Sabrina Iqbal scite author profile

Holloway

et al. 2018

IJMS

To succeed, pregnancies need to initiate immune biases towards T helper 2 (Th2) responses, yet little is known about what establishes this bias. Using the Illumina 450 K platform, we explored changes in DNA methylation (DNAm) of Th1, Th2, Th17, and regulatory T cell pathway genes before and during pregnancy. Female participants were recruited at birth (1989), and followed through age 18 years and their pregnancy (2011–2015). Peripheral blood DNAm was measured in 245 girls at 18 years; from among these girls, the DNAm of 54 women was repeatedly measured in the first (weeks 8–21, n = 39) and second (weeks 22–38, n = 35) halves of pregnancy, respectively.

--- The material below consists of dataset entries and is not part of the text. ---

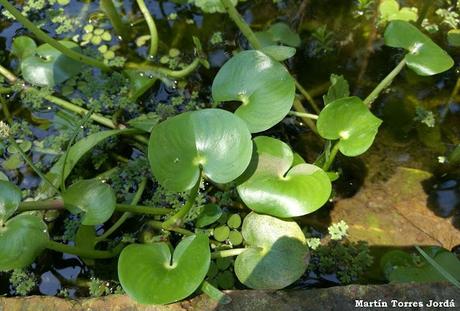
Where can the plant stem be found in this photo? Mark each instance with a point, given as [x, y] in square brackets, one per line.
[228, 253]
[159, 225]
[298, 107]
[331, 158]
[45, 38]
[126, 215]
[176, 219]
[307, 96]
[384, 83]
[304, 115]
[154, 70]
[41, 205]
[152, 28]
[111, 12]
[31, 164]
[242, 25]
[85, 253]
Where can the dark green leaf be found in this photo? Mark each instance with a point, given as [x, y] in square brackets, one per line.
[10, 197]
[151, 275]
[214, 140]
[92, 198]
[277, 253]
[425, 57]
[349, 120]
[265, 88]
[277, 188]
[22, 239]
[48, 66]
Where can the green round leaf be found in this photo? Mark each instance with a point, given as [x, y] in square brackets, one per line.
[213, 139]
[149, 275]
[279, 189]
[22, 239]
[23, 46]
[10, 197]
[49, 66]
[349, 120]
[210, 213]
[425, 57]
[93, 198]
[265, 88]
[277, 253]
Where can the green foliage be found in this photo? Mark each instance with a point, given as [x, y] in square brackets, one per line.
[350, 121]
[213, 141]
[265, 88]
[347, 260]
[152, 275]
[91, 198]
[277, 253]
[424, 56]
[277, 188]
[22, 281]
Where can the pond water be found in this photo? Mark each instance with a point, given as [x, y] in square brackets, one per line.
[335, 39]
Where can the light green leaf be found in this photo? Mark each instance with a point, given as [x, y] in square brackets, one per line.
[92, 198]
[265, 88]
[10, 198]
[424, 56]
[48, 66]
[23, 47]
[150, 274]
[349, 120]
[277, 188]
[339, 88]
[278, 52]
[277, 253]
[22, 239]
[214, 140]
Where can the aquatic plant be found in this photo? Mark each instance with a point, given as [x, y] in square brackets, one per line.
[210, 145]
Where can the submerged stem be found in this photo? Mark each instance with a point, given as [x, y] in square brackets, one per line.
[228, 252]
[331, 158]
[152, 28]
[384, 83]
[45, 38]
[242, 25]
[86, 253]
[176, 219]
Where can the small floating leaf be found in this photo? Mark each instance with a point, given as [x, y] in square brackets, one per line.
[150, 274]
[48, 66]
[349, 120]
[279, 189]
[277, 253]
[10, 197]
[95, 199]
[425, 57]
[22, 239]
[212, 140]
[265, 88]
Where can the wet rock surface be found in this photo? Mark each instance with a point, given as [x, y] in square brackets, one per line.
[335, 298]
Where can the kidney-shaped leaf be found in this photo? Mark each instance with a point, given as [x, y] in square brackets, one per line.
[278, 188]
[48, 66]
[22, 239]
[92, 198]
[150, 274]
[277, 254]
[263, 85]
[425, 57]
[215, 140]
[349, 120]
[10, 197]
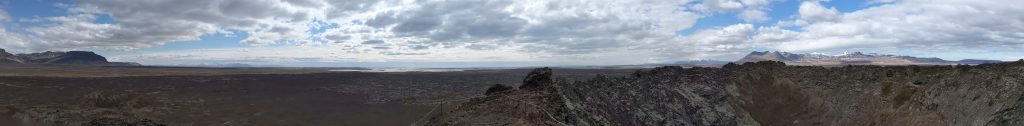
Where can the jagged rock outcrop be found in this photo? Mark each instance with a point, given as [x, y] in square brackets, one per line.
[851, 58]
[764, 93]
[6, 57]
[534, 103]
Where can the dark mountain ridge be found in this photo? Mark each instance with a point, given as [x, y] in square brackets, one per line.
[758, 93]
[851, 58]
[58, 57]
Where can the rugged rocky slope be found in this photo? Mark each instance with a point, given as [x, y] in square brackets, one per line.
[851, 58]
[59, 57]
[6, 57]
[759, 93]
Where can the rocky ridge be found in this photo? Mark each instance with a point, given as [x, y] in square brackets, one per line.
[58, 57]
[760, 93]
[851, 58]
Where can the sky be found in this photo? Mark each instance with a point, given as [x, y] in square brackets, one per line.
[506, 33]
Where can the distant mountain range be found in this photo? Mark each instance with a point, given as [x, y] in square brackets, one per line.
[58, 57]
[851, 58]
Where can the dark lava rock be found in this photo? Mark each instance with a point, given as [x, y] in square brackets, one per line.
[8, 57]
[539, 79]
[122, 122]
[761, 93]
[498, 88]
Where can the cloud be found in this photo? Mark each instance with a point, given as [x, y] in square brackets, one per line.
[912, 26]
[812, 10]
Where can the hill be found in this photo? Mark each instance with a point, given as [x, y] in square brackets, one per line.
[58, 57]
[851, 58]
[758, 93]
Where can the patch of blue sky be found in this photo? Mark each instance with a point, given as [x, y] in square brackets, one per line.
[103, 18]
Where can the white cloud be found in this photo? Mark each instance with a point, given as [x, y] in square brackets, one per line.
[913, 26]
[812, 10]
[754, 15]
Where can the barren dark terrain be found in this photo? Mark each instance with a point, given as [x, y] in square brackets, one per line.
[768, 93]
[229, 96]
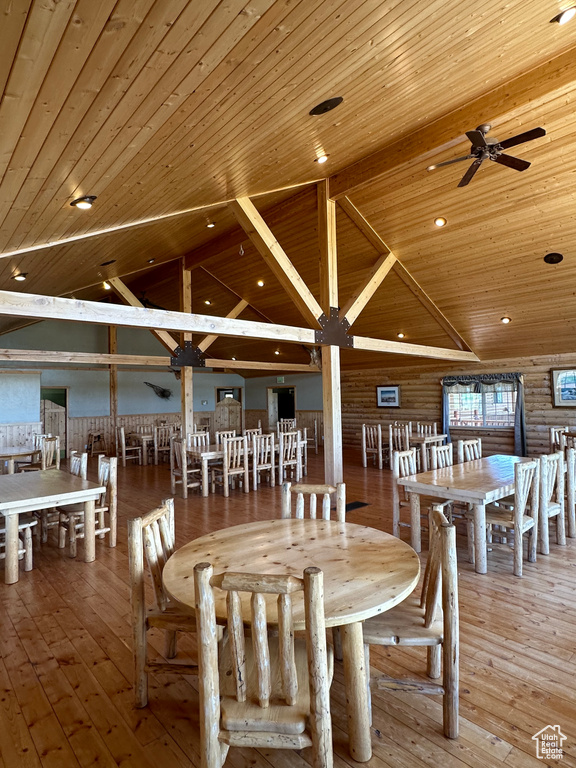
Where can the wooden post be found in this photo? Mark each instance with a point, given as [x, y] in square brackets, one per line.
[186, 377]
[113, 350]
[333, 470]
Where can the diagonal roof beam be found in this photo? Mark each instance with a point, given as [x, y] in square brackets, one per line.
[273, 254]
[367, 290]
[529, 87]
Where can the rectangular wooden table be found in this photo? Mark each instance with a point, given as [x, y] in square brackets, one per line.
[29, 491]
[477, 482]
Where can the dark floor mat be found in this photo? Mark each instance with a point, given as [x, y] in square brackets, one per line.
[356, 505]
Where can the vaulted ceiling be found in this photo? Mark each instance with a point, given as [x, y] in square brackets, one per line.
[168, 109]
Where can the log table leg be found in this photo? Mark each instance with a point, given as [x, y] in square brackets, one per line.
[480, 538]
[415, 527]
[355, 683]
[89, 531]
[11, 550]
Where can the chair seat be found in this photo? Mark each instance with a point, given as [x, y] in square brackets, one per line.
[278, 717]
[403, 625]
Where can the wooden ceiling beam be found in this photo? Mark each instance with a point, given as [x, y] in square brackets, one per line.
[262, 366]
[55, 308]
[387, 262]
[122, 290]
[211, 338]
[273, 254]
[449, 130]
[417, 350]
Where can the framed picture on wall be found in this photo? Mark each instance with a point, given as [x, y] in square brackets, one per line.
[564, 388]
[388, 397]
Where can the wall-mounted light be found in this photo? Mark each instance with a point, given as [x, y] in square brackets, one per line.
[83, 202]
[564, 16]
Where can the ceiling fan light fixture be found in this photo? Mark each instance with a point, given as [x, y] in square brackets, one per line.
[564, 16]
[84, 203]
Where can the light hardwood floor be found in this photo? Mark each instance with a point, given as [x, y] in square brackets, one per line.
[66, 659]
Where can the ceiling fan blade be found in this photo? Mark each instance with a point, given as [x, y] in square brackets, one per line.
[535, 133]
[477, 138]
[449, 162]
[467, 178]
[512, 162]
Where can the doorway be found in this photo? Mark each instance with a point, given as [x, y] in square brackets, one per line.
[54, 414]
[281, 404]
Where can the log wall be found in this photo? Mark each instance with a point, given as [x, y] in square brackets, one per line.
[421, 399]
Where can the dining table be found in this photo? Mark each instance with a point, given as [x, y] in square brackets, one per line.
[29, 491]
[11, 453]
[477, 483]
[366, 572]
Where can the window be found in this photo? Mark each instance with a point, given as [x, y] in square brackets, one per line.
[494, 406]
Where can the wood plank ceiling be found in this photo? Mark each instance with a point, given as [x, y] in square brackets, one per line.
[166, 106]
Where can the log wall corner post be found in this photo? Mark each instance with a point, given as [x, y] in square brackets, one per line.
[331, 400]
[186, 376]
[112, 350]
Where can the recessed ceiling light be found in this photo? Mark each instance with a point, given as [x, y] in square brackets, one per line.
[326, 106]
[83, 202]
[553, 258]
[565, 16]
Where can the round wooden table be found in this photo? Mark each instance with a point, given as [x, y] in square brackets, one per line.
[366, 572]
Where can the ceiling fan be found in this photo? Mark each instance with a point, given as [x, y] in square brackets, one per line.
[489, 148]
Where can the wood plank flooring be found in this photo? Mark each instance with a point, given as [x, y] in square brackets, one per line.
[66, 659]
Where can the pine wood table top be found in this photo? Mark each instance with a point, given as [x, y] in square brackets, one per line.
[479, 481]
[39, 490]
[366, 571]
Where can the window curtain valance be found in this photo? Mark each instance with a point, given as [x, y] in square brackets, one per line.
[479, 383]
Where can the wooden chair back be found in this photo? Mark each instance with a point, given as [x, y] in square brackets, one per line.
[398, 437]
[441, 456]
[468, 450]
[257, 692]
[78, 464]
[50, 453]
[263, 457]
[286, 425]
[372, 443]
[312, 491]
[557, 438]
[289, 454]
[222, 434]
[403, 464]
[198, 439]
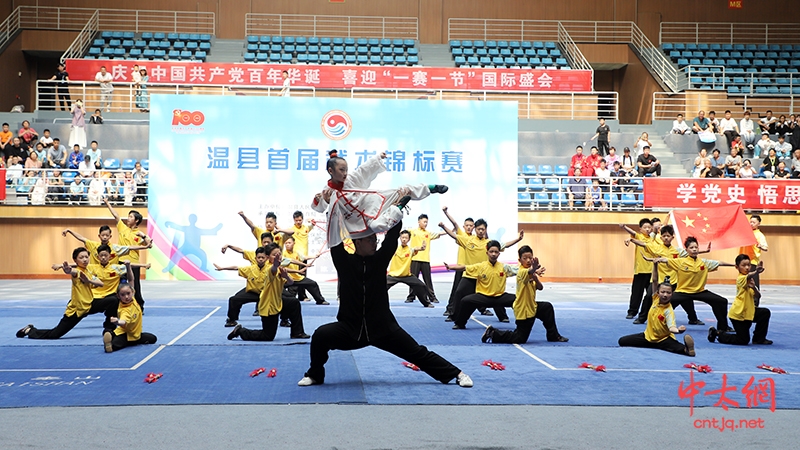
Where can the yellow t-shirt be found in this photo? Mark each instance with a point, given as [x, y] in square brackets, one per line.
[255, 277]
[301, 238]
[81, 299]
[132, 315]
[116, 252]
[744, 306]
[525, 304]
[640, 265]
[418, 236]
[277, 237]
[692, 273]
[753, 251]
[401, 262]
[128, 238]
[491, 279]
[660, 319]
[109, 275]
[270, 301]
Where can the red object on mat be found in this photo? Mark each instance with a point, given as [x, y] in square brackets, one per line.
[152, 377]
[772, 369]
[699, 368]
[411, 366]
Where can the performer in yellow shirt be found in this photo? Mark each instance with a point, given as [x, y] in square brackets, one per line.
[400, 269]
[744, 311]
[754, 251]
[526, 308]
[129, 324]
[271, 302]
[661, 325]
[80, 304]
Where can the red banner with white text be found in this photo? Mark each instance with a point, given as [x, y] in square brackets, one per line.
[339, 76]
[757, 193]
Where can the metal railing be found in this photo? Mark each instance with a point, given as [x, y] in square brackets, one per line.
[729, 33]
[54, 188]
[667, 105]
[331, 26]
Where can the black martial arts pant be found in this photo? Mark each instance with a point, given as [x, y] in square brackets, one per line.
[741, 333]
[335, 336]
[638, 340]
[544, 312]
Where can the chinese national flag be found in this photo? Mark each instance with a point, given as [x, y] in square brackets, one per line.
[725, 227]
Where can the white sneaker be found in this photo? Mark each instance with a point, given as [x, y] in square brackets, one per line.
[306, 381]
[464, 380]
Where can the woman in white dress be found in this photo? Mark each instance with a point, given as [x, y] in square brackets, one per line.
[77, 134]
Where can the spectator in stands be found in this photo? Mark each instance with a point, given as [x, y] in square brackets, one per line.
[106, 88]
[679, 126]
[76, 190]
[796, 164]
[77, 134]
[46, 140]
[628, 166]
[699, 163]
[96, 118]
[733, 162]
[76, 157]
[602, 134]
[747, 131]
[782, 173]
[746, 170]
[27, 134]
[782, 127]
[717, 160]
[764, 145]
[728, 127]
[93, 155]
[768, 122]
[612, 157]
[641, 143]
[783, 149]
[57, 155]
[770, 164]
[62, 87]
[578, 189]
[648, 163]
[700, 123]
[577, 160]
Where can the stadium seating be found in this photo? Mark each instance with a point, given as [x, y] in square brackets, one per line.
[316, 50]
[508, 54]
[170, 46]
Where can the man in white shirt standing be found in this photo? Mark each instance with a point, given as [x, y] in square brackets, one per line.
[747, 131]
[106, 88]
[679, 126]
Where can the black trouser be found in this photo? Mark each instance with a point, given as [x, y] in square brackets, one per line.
[467, 286]
[471, 302]
[236, 302]
[638, 340]
[106, 305]
[307, 284]
[718, 305]
[269, 324]
[602, 147]
[424, 268]
[416, 286]
[120, 341]
[544, 312]
[741, 333]
[335, 336]
[638, 289]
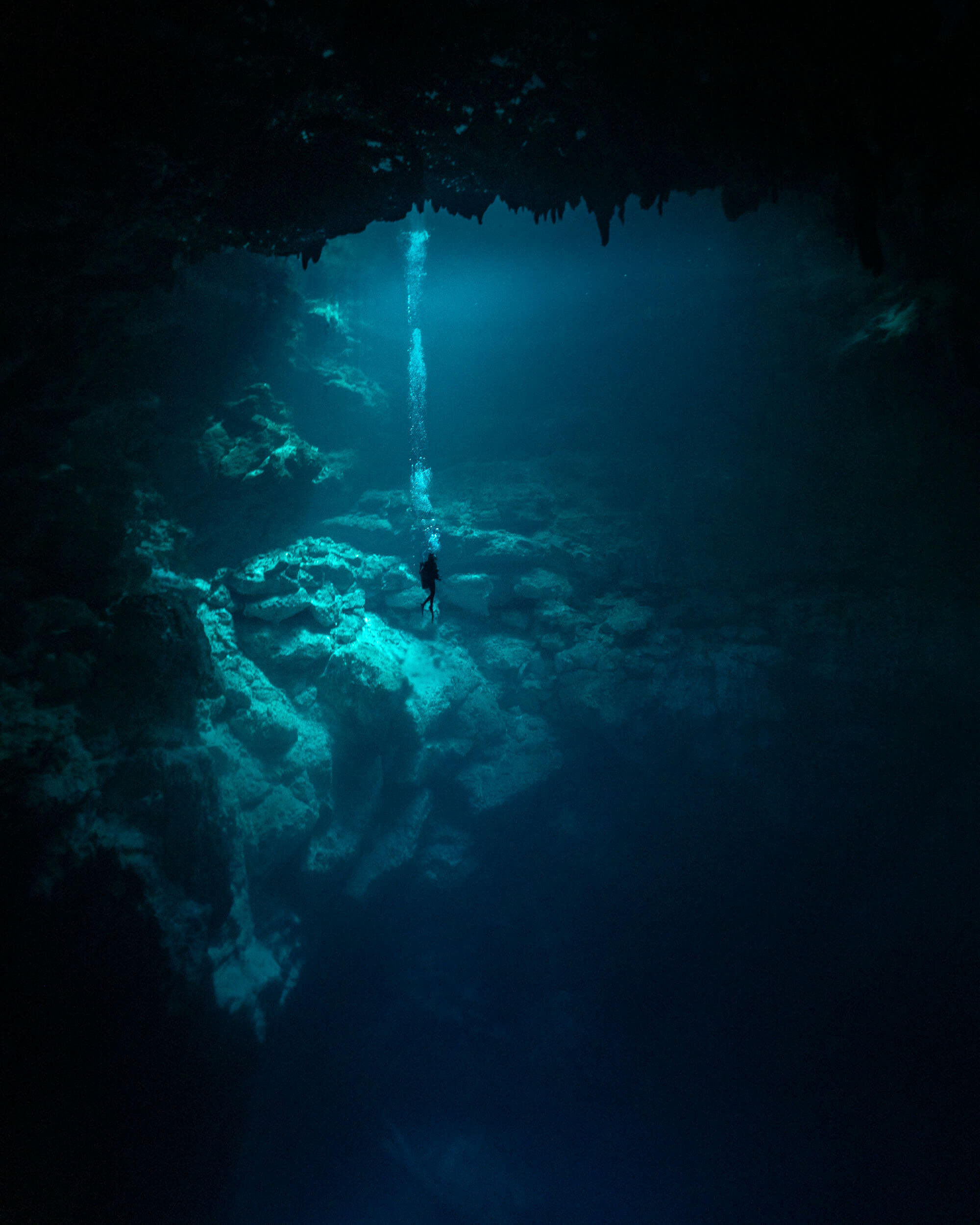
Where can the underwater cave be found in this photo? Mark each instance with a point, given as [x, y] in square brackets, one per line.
[623, 865]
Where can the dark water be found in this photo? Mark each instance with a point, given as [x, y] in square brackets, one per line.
[713, 969]
[721, 964]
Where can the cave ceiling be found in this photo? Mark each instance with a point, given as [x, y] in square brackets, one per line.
[140, 136]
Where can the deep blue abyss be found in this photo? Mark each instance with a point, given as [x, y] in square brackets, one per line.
[637, 882]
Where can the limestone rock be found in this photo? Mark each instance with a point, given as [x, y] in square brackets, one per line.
[469, 593]
[392, 847]
[543, 585]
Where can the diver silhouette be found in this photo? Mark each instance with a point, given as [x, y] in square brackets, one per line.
[429, 574]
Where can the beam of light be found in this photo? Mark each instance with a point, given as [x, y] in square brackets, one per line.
[420, 474]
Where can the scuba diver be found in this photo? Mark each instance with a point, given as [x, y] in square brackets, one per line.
[429, 574]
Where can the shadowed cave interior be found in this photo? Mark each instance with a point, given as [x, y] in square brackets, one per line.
[637, 882]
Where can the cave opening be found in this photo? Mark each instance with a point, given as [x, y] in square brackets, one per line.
[637, 879]
[635, 885]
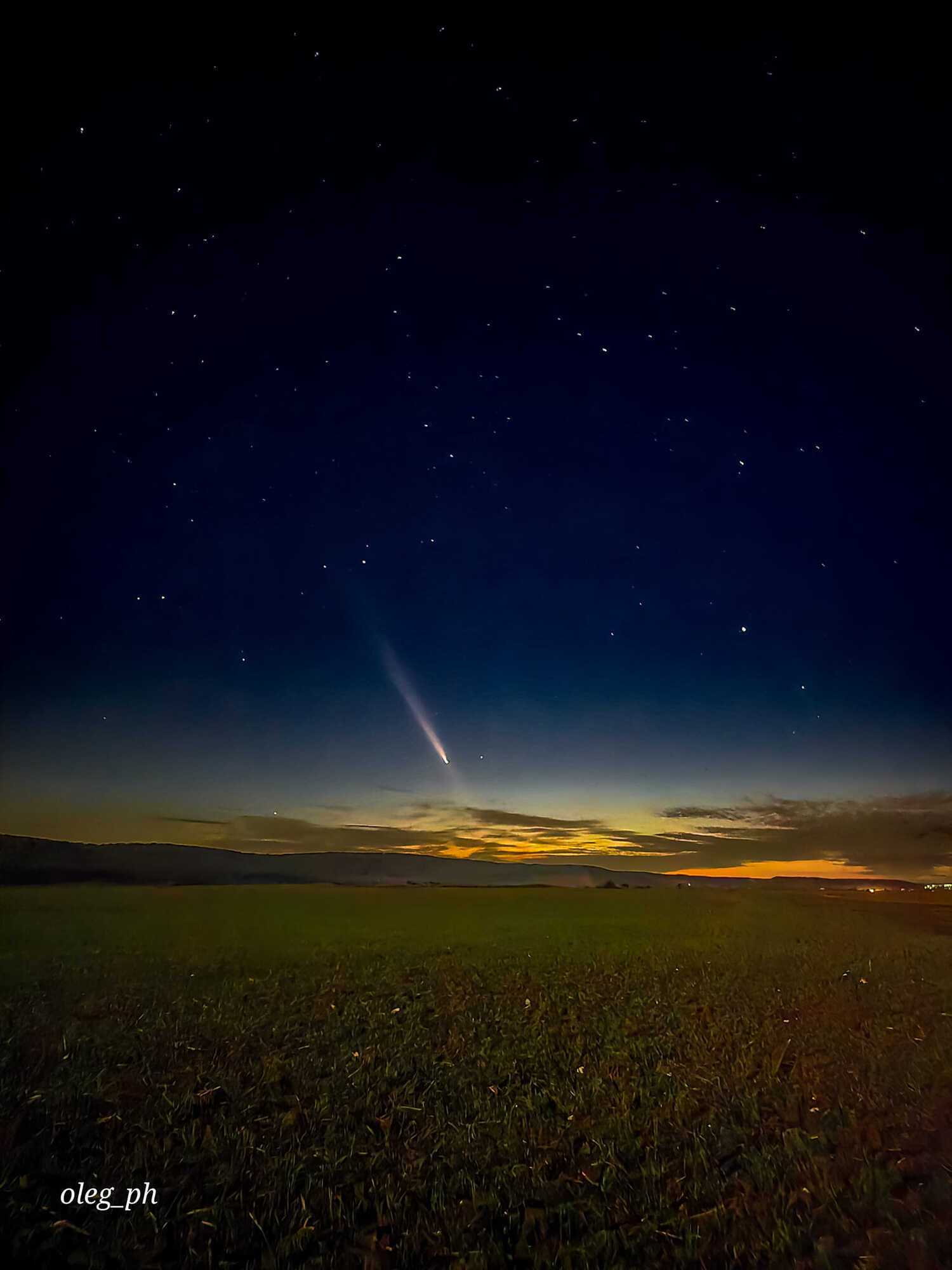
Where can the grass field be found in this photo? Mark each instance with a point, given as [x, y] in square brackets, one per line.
[473, 1079]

M-values (logit-transformed β-values of DNAm) were analyzed: First, with repeated measurement models, cytosine–phosphate–guanine sites (CpGs) of pathway genes in pregnancy and at age 18 (nonpregnant) were compared for changes (p ≤ 0.05). Second, we tested how many of the 348 pathway-related CpGs changed compared to 10 randomly selected subsets of all other CpGs and compared to 10 randomly selected subsets of other CD4+-related CpGs (348 in each subset). Contrasted to the nonpregnant state, 27.7% of Th1-related CpGs changed in the first and 36.1% in the second half of pregnancy. Among the Th2 pathway CpGs, proportions of changes were 35.1% (first) and 33.8% (second half). The methylation changes suggest involvement of both Th1 and Th2 pathway CpGs in the immune bias during pregnancy. Changes in regulatory T cell and Th17 pathways need further exploration.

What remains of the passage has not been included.